多くのワーカーもサーバー・クライアントの関係であったり、有限状態機械であったり、イベントハンドラーなどのパターンをとります。
ビヘイビア はこれらの一般的なパターンの形式化です。アイデアは、プロセスのコードを一般的な部分(ビヘイビアモジュール)と特定の部分(コールバックモジュール)に分けることです。
ビヘイビアモジュールは Erlang/OTP の一部です。スーパーバイザーなどのプロセスを実装するには、ユーザーはコールバックモジュールを実装するだけで済みます。
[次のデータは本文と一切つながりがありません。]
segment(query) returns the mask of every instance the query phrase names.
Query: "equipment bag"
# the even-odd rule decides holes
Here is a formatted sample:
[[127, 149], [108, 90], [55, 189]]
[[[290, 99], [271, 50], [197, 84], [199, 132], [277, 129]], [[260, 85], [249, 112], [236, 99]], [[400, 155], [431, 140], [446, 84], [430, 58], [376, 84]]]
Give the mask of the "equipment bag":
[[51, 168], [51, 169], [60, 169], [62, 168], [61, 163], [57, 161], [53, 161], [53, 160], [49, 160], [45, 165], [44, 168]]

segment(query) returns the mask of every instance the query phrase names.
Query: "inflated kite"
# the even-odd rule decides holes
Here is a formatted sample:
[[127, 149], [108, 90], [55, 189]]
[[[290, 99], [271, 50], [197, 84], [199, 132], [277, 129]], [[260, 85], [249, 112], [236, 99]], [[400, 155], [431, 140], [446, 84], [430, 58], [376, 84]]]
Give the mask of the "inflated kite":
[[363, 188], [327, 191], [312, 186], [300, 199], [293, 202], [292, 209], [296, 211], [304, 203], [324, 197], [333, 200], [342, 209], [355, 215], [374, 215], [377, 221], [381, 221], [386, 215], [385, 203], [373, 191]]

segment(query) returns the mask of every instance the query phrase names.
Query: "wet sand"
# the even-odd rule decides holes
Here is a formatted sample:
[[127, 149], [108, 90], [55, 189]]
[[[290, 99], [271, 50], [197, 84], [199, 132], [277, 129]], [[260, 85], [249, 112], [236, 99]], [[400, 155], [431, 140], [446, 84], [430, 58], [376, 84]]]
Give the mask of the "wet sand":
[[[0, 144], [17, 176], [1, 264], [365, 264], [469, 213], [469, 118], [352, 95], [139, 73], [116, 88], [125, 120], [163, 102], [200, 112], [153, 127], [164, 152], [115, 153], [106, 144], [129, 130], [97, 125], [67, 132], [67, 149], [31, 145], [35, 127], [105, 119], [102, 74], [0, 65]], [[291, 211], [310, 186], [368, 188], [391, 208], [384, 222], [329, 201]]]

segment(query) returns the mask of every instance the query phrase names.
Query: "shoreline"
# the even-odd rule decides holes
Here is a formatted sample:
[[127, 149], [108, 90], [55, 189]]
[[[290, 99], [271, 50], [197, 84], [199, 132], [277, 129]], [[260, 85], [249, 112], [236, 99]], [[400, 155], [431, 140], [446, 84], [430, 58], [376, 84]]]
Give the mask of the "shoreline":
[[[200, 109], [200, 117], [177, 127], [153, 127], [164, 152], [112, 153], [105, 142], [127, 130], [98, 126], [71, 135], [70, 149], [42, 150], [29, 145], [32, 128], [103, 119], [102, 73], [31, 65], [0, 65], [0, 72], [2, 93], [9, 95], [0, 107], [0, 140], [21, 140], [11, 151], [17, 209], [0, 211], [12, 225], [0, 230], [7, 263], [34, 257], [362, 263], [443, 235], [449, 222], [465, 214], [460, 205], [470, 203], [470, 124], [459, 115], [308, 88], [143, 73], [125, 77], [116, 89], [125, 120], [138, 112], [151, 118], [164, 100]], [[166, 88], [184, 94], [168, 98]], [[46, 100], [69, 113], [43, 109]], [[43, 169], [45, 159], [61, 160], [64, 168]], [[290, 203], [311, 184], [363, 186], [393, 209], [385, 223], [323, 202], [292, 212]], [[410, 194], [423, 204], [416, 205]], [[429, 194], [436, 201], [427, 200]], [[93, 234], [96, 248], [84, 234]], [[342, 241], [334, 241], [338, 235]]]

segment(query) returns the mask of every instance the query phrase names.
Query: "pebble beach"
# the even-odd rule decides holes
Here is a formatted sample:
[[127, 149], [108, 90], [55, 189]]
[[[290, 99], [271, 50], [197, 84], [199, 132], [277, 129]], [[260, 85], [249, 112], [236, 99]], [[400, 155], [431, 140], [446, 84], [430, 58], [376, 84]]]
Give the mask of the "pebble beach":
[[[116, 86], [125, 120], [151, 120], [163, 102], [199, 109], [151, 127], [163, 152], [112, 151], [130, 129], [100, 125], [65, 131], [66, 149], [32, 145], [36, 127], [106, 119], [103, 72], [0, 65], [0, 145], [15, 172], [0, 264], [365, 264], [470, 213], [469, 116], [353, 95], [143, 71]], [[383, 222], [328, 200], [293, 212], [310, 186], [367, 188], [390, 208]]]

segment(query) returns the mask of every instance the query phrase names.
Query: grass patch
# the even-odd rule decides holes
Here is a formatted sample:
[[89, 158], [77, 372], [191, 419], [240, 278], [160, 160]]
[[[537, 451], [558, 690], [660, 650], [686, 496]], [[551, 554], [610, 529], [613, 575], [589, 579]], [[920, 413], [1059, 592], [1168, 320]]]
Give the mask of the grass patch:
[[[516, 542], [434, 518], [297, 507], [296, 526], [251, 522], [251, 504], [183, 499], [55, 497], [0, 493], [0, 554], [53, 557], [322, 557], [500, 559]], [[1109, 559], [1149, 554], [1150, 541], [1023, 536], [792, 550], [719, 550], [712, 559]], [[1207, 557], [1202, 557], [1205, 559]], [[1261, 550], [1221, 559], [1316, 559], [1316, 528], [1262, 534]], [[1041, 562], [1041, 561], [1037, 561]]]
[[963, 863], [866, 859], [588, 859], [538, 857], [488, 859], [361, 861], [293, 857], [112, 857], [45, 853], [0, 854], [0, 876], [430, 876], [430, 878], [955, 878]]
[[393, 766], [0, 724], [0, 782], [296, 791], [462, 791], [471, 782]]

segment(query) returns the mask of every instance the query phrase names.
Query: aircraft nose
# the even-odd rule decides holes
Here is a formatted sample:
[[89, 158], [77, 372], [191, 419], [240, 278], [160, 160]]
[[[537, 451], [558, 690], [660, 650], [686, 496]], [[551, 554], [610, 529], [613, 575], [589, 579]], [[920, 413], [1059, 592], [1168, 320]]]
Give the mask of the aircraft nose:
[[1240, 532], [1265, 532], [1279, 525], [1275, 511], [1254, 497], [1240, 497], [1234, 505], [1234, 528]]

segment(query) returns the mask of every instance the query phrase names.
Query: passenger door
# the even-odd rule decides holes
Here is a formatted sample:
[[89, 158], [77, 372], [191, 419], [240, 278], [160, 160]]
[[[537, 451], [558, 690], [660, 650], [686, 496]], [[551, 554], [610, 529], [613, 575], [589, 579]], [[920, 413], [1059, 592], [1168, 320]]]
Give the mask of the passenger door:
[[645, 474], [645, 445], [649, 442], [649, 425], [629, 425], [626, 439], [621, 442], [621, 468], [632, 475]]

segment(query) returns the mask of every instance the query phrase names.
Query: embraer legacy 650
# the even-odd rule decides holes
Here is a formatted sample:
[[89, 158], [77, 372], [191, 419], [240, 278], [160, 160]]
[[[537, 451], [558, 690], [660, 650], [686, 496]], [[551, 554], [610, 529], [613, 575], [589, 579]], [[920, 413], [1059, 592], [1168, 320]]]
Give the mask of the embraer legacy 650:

標準の Erlang/OTP のビヘイビアは下記の4つあります。
- gen_server - クライアントとサーバーの関係のサーバーを実装するためのビヘイビア
- gen_statem - 状態機械を実装するためのビヘイビア
- gen_event - イベント処理機能を実装するためのビヘイビア
- supervisor - 監視ツリーのスーパーバイザーを実装するためのビヘイビア
コールバックモジュールには、どのビヘイビアのモジュールであるかを指定するために、-behaviour(Behaviour)
というモジュール属性を記述することができます。コンパイラーはこのモジュール属性を理解し、コールバックモジュールに必要なコールバック関数がない場合、警告を発行します。